8/10
Another gritty drama from Ken Loach.
3 December 2001
'The Navigators' is a well made and moving TV drama. The largely unknown cast play their parts well. Set in 1995 during the privatization of British Rail, 'The Navigators' depicts the change in working relationships between management and workforce amongst a group of trackside workers at a small depot near Sheffield. We see the men's jobs gradually being phased out as different shareholders buy up the business. The eventual closure of the depot and the offer of redundancy leads to the men working long hours on the trackside for agencies who will even cut corners on health and safety to get the 'best deal'. In the end this leads to a tragic event, which puts the workmates in a terrible dilemma, as it is they and not the agency or employers that would be held responsible for their colleague's accident.

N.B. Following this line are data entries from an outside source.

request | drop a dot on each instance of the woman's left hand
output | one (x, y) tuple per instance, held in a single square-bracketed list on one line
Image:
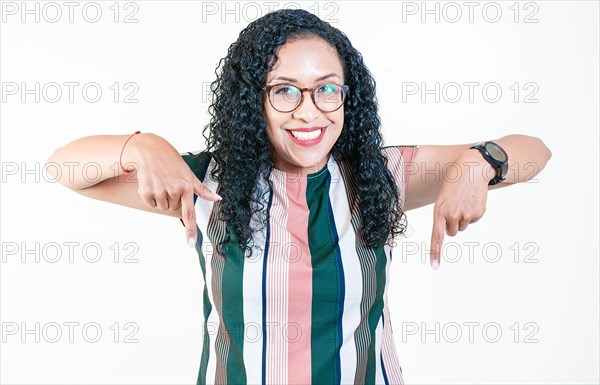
[(461, 201)]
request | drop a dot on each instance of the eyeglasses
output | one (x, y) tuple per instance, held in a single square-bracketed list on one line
[(328, 97)]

The drama is not all moribund and there are typical touches of Loach humour, such as the men getting splashed by the flushing toilet of a passing train and a clever workplace wind up around a tin of sardines. The main character Paul (Joe Duttine) is well played and Loach slowly builds up our sympathies for the men and the difficulties that their precarious employment places on domestic and family life. At the end it would be easy to condemn the men's conspiracy to cover up the accident, but Loach also points towards the bigger picture which leads to health and safety being criminally relegated to an inconvenience for employers rather than a priority.

Perhaps this film was a little too long, but Loach puts across well the suffering caused by job insecurity and how the awful, euphemistic management 'double speak' has smothered industrial relations and taken us into a new era of low-rights and low-paid work.